Spokeswoman Gill Waller said: “The Southern Ceramic Group consists of more than 170 enthusiastic ceramicists who live and work in the south of England and share a passion for creating in clay.
“The members are as diverse as the objects they create. Some have spent a lifetime perfecting their craft while others have come to it only recently, after careers ranging from engineering to medicine to dance and teaching.
“What they all share is intense creativity. During a year in which they have all been struggling to show their work, they have been locked in their studios busy creating and experimenting.

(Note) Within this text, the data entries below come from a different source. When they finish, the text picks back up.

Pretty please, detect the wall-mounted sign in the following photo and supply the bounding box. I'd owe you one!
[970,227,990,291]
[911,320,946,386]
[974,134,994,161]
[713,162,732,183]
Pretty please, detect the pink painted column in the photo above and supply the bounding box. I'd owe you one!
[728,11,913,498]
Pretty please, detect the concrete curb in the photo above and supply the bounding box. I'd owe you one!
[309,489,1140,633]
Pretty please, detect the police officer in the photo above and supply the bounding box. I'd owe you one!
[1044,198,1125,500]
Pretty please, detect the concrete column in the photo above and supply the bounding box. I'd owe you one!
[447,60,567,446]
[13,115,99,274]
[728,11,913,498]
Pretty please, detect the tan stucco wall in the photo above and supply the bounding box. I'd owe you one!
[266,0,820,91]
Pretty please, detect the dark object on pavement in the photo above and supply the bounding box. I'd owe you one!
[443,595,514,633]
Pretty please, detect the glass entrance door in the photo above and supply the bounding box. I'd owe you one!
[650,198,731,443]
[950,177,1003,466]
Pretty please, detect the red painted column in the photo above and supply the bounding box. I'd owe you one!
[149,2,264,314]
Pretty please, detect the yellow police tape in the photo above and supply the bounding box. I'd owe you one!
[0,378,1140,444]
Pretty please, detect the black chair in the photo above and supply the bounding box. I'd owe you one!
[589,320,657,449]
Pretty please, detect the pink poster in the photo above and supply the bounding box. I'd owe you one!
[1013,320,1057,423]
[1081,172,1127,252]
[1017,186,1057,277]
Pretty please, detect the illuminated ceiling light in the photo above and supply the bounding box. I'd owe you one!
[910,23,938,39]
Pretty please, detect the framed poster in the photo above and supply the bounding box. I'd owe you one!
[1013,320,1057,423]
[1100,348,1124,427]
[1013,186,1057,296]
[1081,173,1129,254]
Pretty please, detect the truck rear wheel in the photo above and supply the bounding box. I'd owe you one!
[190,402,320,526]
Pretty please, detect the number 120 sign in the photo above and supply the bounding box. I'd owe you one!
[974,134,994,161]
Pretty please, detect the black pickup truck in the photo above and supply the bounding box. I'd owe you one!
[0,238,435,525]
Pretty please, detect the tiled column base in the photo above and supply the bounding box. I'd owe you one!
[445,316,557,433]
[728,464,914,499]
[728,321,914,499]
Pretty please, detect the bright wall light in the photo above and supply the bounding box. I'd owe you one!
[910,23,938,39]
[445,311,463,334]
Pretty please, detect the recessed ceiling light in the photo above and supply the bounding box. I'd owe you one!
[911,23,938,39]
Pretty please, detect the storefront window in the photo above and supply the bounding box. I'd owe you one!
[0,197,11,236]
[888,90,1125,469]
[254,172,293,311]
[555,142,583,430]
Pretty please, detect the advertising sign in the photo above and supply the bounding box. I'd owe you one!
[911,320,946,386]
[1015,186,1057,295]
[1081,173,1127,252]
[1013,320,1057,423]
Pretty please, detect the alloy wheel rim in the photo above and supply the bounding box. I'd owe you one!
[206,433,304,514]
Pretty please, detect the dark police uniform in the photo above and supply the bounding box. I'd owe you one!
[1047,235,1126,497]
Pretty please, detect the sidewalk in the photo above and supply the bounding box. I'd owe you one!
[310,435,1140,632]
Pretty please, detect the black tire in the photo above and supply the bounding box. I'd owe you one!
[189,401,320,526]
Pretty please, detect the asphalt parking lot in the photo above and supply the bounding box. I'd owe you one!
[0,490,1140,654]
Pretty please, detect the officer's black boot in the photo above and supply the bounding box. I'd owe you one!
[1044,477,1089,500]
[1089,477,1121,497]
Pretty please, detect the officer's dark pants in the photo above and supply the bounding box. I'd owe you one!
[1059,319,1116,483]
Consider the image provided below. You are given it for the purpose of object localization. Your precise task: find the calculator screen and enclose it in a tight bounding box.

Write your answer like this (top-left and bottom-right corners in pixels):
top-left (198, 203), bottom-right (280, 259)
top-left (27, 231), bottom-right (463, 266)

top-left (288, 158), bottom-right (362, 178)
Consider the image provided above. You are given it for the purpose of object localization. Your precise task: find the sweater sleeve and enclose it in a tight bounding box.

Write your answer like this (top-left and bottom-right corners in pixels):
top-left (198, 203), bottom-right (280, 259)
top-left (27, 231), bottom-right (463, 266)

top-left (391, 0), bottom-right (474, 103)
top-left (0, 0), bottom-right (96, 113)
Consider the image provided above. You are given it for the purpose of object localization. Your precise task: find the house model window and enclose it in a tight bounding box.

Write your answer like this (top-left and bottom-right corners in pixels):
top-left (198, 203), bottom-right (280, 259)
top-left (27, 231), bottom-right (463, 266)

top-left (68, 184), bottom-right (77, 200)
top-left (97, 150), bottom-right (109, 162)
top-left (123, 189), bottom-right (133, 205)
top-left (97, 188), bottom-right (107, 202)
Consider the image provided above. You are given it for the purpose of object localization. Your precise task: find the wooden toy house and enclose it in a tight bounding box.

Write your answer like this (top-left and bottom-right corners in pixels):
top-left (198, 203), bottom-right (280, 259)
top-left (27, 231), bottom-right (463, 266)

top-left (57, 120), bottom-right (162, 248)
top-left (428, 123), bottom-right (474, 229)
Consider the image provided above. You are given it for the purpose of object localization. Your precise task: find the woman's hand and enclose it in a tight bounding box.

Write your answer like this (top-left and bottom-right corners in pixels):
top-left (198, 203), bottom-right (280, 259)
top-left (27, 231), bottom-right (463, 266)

“Now there is an opportunity to see and buy the fruits of these labours as they bring their work to the group’s annual exhibition in the beautiful Old Kitchen in the Bishop’s Palace in Chichester: a real, live and in-person exhibition-cum-sale!
“The work to be exhibited includes both traditional and experimental functional ware as well as sculptural and decorative pieces. You will find brightly coloured tableware, subtle ash glazed vases, stoneware bottles, carved sculptures, painted tiles and framed ceramic art for hanging on walls. The most striking thing about this exhibition is the enormous range of artefacts created from the same materials.

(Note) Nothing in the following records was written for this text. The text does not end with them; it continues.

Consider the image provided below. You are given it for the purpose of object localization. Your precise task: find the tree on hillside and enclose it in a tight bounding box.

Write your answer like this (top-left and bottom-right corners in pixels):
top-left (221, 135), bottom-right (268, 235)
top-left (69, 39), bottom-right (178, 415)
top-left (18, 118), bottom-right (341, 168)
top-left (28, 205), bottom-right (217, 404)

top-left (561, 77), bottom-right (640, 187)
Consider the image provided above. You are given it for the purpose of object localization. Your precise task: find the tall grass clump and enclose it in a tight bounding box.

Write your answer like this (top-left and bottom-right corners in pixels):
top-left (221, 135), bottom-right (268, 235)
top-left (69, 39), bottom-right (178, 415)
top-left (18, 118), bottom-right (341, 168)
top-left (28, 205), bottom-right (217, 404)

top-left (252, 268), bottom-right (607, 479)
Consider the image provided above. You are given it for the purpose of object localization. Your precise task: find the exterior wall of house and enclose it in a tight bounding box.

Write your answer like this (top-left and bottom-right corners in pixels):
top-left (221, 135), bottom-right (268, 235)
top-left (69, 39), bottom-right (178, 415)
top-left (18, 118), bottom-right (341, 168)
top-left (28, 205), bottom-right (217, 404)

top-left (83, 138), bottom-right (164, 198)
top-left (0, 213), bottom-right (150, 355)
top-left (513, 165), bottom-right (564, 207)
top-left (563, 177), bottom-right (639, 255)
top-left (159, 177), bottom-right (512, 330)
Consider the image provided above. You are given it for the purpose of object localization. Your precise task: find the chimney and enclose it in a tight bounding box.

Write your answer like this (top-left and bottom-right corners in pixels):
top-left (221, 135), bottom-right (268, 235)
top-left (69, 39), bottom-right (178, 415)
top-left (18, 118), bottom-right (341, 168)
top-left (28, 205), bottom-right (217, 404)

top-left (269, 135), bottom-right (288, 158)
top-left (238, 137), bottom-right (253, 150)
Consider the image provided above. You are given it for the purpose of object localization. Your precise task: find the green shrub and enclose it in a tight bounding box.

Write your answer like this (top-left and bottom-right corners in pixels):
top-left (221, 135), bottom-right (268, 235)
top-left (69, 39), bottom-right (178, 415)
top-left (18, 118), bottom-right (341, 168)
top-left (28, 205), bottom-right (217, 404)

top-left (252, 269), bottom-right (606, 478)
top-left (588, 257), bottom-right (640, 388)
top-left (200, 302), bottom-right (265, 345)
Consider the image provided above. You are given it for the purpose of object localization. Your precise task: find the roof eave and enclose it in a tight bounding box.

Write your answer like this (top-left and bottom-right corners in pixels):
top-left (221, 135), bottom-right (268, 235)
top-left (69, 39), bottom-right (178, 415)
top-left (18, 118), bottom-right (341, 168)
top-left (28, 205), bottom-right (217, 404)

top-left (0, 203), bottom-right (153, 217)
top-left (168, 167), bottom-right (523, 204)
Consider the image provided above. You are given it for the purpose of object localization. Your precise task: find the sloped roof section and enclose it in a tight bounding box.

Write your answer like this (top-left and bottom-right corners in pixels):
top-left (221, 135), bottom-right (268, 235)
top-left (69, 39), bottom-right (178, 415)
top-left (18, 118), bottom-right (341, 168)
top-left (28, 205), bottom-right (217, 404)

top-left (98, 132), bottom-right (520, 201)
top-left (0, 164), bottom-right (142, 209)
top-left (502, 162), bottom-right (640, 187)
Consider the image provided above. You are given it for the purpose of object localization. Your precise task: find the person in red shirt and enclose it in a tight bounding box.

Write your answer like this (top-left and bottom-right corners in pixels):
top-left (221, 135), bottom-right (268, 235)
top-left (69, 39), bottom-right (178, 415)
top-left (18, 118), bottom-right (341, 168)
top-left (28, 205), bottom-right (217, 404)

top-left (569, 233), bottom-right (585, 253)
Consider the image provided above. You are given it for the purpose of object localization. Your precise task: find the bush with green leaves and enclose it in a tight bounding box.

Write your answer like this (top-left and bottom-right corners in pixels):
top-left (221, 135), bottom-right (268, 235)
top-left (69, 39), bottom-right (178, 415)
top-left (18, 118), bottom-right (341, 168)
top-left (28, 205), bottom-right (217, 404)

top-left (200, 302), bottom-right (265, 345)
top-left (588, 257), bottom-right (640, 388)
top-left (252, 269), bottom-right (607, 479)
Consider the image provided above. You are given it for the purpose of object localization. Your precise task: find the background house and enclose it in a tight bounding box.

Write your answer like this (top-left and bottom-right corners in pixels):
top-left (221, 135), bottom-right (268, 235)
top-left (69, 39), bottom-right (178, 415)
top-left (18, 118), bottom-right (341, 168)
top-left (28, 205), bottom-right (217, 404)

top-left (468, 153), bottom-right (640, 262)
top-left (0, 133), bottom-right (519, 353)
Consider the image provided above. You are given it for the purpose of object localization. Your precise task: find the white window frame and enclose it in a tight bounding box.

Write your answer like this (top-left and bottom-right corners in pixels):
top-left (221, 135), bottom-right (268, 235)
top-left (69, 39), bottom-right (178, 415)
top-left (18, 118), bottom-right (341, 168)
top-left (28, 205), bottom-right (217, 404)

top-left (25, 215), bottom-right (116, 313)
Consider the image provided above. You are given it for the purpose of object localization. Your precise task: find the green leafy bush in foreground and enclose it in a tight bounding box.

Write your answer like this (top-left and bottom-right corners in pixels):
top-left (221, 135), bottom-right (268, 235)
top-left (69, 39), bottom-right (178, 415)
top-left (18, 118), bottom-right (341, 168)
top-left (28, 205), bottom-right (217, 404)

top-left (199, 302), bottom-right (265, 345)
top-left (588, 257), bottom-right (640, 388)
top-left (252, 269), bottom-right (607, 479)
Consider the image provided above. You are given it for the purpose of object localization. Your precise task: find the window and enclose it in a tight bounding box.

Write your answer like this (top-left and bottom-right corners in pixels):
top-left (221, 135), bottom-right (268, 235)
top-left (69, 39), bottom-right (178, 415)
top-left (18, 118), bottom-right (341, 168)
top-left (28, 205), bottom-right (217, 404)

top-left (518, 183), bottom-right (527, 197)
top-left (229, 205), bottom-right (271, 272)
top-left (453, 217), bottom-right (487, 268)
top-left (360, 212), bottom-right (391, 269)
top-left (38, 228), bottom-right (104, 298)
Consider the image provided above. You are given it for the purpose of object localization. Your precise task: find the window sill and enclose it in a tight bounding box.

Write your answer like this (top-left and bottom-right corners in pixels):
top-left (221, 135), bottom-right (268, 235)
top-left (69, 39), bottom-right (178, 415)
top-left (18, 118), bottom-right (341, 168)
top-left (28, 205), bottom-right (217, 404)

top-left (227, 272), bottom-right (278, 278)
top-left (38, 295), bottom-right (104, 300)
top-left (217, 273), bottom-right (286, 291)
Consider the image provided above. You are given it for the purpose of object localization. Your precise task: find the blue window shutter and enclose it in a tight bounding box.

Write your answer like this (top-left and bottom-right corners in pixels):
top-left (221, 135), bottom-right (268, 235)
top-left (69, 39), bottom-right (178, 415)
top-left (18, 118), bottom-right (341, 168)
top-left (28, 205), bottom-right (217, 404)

“The exhibition will feature over 600 works from 60 potters who live and work locally.
“Mick and Lesley Dixon set up the Barley Heath Pottery in 1974 and they have never tired of experimenting and exploring new techniques. Mick is currently excited by creating his own high-fired stoneware glazes for domestic ware while Lesley creates large and small sculptural pieces using hand-built techniques and exploring finely painted decorative pieces which sometimes tell stories.
“Nadia Hopkins works for a large IT company and dedicates all her spare time to ceramics. She finds the alchemy of wheel-throwing, with its effect of merging the body and mind, has a remarkable hypnotic and soothing quality to it, almost a kind of meditation. Perfect after a stressful day at work.
“Annie Flitcroft has been working in ceramics after a career in the computer industry. Currently her work is mainly in porcelain, based on natural forms to produce sculptural vessels.
“Nigel Hobbs explores the art of Raku firing. This is a technique developed initially in Japan, which involves firing the work to a temperature of around 1000˚C after which the hot work is taken out of the kiln and reduced in sawdust or other material before quenching in water. This creates unpredictable and exciting surfaces.
“Lola Claeys Bouuaert trained as an architect in Belgium, then spent 22 years in Lebanon where, ten years ago, she started working with clay at Nathalie Khayat’s studio in Beirut. She is now based in Milland, in the South Downs National Park.
“Most of her ceramic pieces are hand-built and burnished several times before bisque firing.”